撮影現場の上田時高監督(中央)=山崎恵子さん提供

 日韓合作映画『ただ傍(そば)にいるだけで』が2月、大阪で上映される。大阪の下町と韓国の済州島を舞台にした恋愛物語。製作委員会代表の山崎恵子さん(67)=大阪市港区=がこだわったテーマは「つながり」だ。歴史問題を背景に、日韓両政府の関係悪化が長期化する中、民間交流を後押しする一本である。

■イントネーションに共通点

 日本と韓国は近い国なのに、ぎくしゃくしている。慰安婦問題や元徴用工訴訟問題の難しい現実があっても、文化レベルでは共に歩んでいけるはずだ。その証拠に、日本には韓流ファンが多い。最近の韓国映画はリアリティー、バイオレンス作品が主流となっている。象徴が『パラサイト 半地下の家族』だ。逆に、韓国ドラマは『王になった男』のように美しい愛の物語が目立つ。その中で、私たちの映画『ただ傍にいるだけで』は、日本人カップルと韓国人カップルの2組の恋愛模様を描いた。

 作品の詳細は控えるが、大阪の下町と済州島の田舎を舞台にすることで、人情味あふれる映画にしたかった。大阪の商店街が登場し、日本人キャストは関西弁で話す。実は、関西弁と韓国語のイントネーションは共通している。いずれも、言葉の末尾が下がる。

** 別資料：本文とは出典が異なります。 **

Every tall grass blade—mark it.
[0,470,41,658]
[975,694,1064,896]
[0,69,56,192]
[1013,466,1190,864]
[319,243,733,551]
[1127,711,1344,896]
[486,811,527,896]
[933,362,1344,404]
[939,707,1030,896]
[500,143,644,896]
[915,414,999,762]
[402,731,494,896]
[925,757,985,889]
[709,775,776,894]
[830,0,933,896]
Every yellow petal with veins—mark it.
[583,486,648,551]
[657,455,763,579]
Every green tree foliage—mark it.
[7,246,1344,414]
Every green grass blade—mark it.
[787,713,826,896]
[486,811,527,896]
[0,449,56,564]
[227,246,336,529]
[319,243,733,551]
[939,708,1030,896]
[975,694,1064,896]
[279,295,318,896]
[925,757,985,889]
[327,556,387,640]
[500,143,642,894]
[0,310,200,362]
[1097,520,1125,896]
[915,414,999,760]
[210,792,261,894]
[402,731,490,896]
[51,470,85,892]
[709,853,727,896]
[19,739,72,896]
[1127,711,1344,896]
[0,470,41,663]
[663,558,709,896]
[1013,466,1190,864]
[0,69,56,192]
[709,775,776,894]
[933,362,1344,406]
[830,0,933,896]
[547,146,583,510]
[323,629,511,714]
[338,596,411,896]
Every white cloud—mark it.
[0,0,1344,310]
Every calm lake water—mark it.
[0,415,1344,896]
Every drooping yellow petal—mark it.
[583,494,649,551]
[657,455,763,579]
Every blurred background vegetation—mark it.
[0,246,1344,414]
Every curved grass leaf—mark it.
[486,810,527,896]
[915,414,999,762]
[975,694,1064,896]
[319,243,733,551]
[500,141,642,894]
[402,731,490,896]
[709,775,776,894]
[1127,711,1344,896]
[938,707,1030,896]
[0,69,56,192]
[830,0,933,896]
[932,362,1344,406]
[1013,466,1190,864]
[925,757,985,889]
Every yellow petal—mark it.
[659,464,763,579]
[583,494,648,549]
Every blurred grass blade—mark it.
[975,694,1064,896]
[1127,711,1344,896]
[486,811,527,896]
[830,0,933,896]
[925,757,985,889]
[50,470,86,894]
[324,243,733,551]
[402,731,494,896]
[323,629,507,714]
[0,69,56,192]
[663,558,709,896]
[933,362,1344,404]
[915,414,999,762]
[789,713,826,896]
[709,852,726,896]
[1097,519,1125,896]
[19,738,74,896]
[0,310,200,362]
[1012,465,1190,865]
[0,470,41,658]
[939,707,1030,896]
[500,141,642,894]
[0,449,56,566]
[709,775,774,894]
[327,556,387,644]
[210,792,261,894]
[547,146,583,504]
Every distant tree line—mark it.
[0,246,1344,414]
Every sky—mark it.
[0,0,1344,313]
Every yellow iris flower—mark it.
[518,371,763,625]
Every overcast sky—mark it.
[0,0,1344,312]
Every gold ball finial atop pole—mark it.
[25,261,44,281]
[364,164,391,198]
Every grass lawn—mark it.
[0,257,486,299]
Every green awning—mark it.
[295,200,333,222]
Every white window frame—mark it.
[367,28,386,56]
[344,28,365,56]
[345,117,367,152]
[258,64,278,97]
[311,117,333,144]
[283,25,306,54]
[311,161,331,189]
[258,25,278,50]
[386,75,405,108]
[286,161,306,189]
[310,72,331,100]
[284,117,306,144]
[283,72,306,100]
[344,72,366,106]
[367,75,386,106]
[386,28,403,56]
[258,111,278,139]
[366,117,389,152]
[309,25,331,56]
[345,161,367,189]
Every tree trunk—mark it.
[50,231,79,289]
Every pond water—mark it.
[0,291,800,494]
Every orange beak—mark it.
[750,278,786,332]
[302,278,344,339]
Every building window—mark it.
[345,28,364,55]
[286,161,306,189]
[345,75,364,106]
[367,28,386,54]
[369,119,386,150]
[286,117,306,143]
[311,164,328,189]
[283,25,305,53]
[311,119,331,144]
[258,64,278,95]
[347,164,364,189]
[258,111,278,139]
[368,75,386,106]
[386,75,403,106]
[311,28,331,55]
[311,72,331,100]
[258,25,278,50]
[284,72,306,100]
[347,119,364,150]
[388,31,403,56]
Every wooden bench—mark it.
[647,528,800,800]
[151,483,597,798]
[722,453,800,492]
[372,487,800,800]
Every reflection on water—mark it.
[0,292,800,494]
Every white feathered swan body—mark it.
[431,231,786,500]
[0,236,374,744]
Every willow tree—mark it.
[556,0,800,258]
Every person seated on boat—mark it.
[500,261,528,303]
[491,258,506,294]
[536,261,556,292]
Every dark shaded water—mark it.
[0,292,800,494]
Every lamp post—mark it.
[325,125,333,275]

 例えば、韓国語の「カムサハムニダ」も、関西弁の「ありがとう」もイントネーションは末尾に向かって下がっていく。映画ではそういうところも楽しんで見てほしい。

■愛することを問い掛ける

 大阪には在日韓国・朝鮮人が多く暮らし、大阪市生野区にはコリアタウンがある。鶴橋の喫茶店で、映画の宣伝ポスターを配って回っていると、済州島出身の方々から「済州島の海が見られるんですね」と声を掛けてもらった。「私は無名のプロデューサー。映画には名も無い役者が登場する」と応えると、「そんなこと関係ない」「日韓の合作がうれしい」と言ってくれた。

 この作品は2019年に撮影し、まずは済州島で上映する予定だったが、日韓関係がぎくしゃくする中、現地での上映の話は流れてしまった。しかし、20年10月に東京・池袋で上映したところ、業界関係者から「今こそこういう映画を見るべきだ」と評価を頂いた。この作品を通し、人と人のつながりの大切さを伝えたい。

 新型コロナウイルスの流行によって、年末年始に帰省できなかった人は多い。親にも、妻にも、子どもにも会えず、当たり前だったことが当たり前ではなくなった。こういう状況だからこそ、人を愛することはどういうことかを問い掛けたい。

■シアターカフェ「Nyan」開設

 私は同市港区で生まれた。四天王寺女子大(現・四天王寺大)教育学部を卒業後、保育士時代に障害児を受け持った。幼稚園教諭も務め、29歳まで幼児教育に携わっていたが、父親が他界し、家業の不動産管理会社を受け継ぐことになった。

 当時はまだ女性がさげすまされていた。「女のくせに」「ねーちゃん」とか言われていた。悔しくて、フェミニズム(女性解放思想)の自己発見講座を受け、女性学第一人者の田嶋陽子さんや、心理学者の小倉千加子さんに学んだ。特に、『松田聖子論』や『風を野に追うなかれ』の著書がある小倉さんには影響を受けた。

 話が少々ずれたけれど、私は幼児教育や自己発見講座を通して演劇に触れるようなった。そして、同市西区で06年にシアターカフェ「Nyan(ニャン)」を開設する。芝居、音楽、映像、絵画などの若手アーティストによる自主イベントの企画を支援していたが、彼ら、彼女らが有名になって東京に出て行くことにむなしさを覚えるようになった。私自身、東京の標準語で作られた映画の多さに寂しさを感じていた。そこで、映画製作会社を19年10月に同市港区で設立し、第1作品として『ただ傍にいるだけで』を完成させた。

■昭和の匂い

 タイトルにある“ただ”という言葉が重要だ。「私たちはカップルよ!」と強調するのではなく、気づいたら寄り添っているようなほんわかしたイメージを“ただ”に込めた。私は映画のエグゼクティブプロデューサーをはじめ、原作と脚本を務めているが、監督の上田時高さん(48)が「昭和の匂いが必要だ」と指摘してくれたおかげで、奥深い作品になった。上田さんも私と同じ同市港区の出身で、昭和の下町で育った。

 大阪はいま、他都市と同じように人間関係が希薄になっている。だから、孤立した家庭で幼児虐待が起きたりする。昔は地域全体で子どもを育てていた。『ただ傍にいるだけで』には、高層ビルは一切出てこない。まさに「昭和の匂い」がする作品に仕上がっている。

 やまさき・けいこ 1953年、大阪市港区出身。四天王寺女子大(現・四天王寺大)教育学部卒。保育士だった母親と同じく、保育士、幼稚園教諭に。父親が他界し、家業の不動産管理会社を継承。2006年にシアターカフェ「Nyan(ニャン)」を大阪市西区で開設。19年に映画製作会社を設立。第1作『ただ傍にいるだけで』では、エグゼクティブプロデューサーを担い、原作、脚本、役者としても参画。芸名は「八方ねこ」。父が亡くなった時、猫が自宅にやって来たことに由来する。

 【ただ傍にいるだけで】 日韓合作映画。本編159分。2月12〜25日にテアトル梅田(大阪市北区茶屋町の梅田ロフトB1F)で上映決定。4月上旬にはシアターカフェNyan(同市西区北堀江)で上映予定。